We used MULTIDIVTIME following Thiv et al. (2006) and a stepby-step manual by Rutschmann (2004). This method requires a
fully resolved topology. Therefore, polytomies due to almost
zero-branch lengths were resolved in accordance with a previous
phylogenetic analysis based on morphological data (Figs. 6 and 4
in Hjertson (1997, 2003), respectively). Model parameters for the
F84+C model (Kishino and Hasegawa, 1989) were estimated using
the module BASEML in PAML (Yang, 1997). Based on those maximum likelihood branch lengths of the rooted tree together with a
variance–covariance matrix of the branch length estimates were
determined with ESTBRANCHES (Thorne et al., 1998). We used
MULTIDIVTIME to approximate the posterior distributions of substitution rates and divergence times by using a multivariate normal distribution of estimated branch lengths (provided here by
ESTBRANCHES) and running a MCMC procedure with the following
settings for the prior distributions: 1.50 for both rttm and rttmsd,
0.07 for both rtrate and rtratesd, 0.4 for both brownmean and
brownsd, and 42 million years ago (mya) for bigtime, which represents the age of the stem node of the clade including Callitriche,
Plantago, and Digitalis (Wikström et al., 2001). We ran the Markov
chain for at least 103 cycles and collected one sample every 100 cycles, after an unsampled burn-in of 104 cycles. We repeated the
analyses in BEAST and MULTIDIVTIME twice using different initial
conditions to assure convergence of the Markov chain and combined the results.
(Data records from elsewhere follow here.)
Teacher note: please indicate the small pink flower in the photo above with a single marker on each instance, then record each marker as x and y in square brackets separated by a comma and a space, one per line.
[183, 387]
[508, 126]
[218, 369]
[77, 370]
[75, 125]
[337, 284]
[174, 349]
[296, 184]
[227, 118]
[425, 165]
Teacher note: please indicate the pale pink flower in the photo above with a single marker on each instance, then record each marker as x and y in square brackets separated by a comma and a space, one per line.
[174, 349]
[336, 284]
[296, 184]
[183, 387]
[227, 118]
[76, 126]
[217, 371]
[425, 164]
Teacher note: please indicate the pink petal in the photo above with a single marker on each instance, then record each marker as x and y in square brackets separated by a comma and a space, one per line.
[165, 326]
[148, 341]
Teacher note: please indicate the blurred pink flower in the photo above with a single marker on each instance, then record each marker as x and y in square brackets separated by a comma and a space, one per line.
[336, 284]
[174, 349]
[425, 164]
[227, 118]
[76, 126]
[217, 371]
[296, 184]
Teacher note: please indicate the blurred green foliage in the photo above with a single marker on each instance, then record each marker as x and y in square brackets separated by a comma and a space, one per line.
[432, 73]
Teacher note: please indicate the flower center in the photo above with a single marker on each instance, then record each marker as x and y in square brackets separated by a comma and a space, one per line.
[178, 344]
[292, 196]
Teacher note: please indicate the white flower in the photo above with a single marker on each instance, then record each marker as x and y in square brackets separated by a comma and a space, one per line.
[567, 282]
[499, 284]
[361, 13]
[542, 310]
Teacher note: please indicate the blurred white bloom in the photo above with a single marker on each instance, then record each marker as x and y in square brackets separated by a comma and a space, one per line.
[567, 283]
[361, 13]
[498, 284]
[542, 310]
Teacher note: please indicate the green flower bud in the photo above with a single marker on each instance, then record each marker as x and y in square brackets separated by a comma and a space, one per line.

Geological calibration dates and fossil data were used for
molecular dating estimates (e.g., Richardson et al., 2001; Forest
et al., 2005). For BEAST and MULTIDIVTIME analyses two calibration points were used. Plantago stauntonii is a species endemic to
the Pacific island of New Amsterdam (Tongatapu Islands), of which
the geological age is known to be 0.5–0.7 mya (Rønsted et al.,
2002). If we assume that speciation of the island taxon from its
mainland ancestor occurred following dispersal to the island, then
the geological age of islands represents the maximum age of endemic taxa. There is no evidence that New Amsterdam is part of a hot
spot system (Rønsted et al., 2002), in which an endemic species
could have established earlier on an now-drowned island, before
dispersing to the current island, thus distorting the real age of
the species (Heads, 2005). Therefore, we used the older age of
0.7 mya as the upper bound for the crown group age of the clade
of P. stauntonii, P. debilis and P. spathulata. A minimum age for
the stem node age of Plantago was derived from pollen fossils
attributed to Plantago. Records extend to the Middle/Upper Miocene (Nagy, 1963; Gray, 1964; Muller, 1981). Dates of Plantago fossils were published by Naud and Suc (1975), (6.4 mya, France) and
Mohr (1984), (5.3–7.2 mya, Germany). These dates are also supported by molecular dating using P. stauntonii, yielding an estimate
of ca. 5.5 mya (Rønsted et al., 2002). Still, to our knowledge the oldest fossil record attributed to Plantago dates to the Sarmatian
(Upper Middle-Miocene; 12.8–11.6 mya, Harzhauser and Piller,
2004). This polyporate pollen was described as Plantaginacearumpollis and resembles the one of the extant Plantago lanceolata L.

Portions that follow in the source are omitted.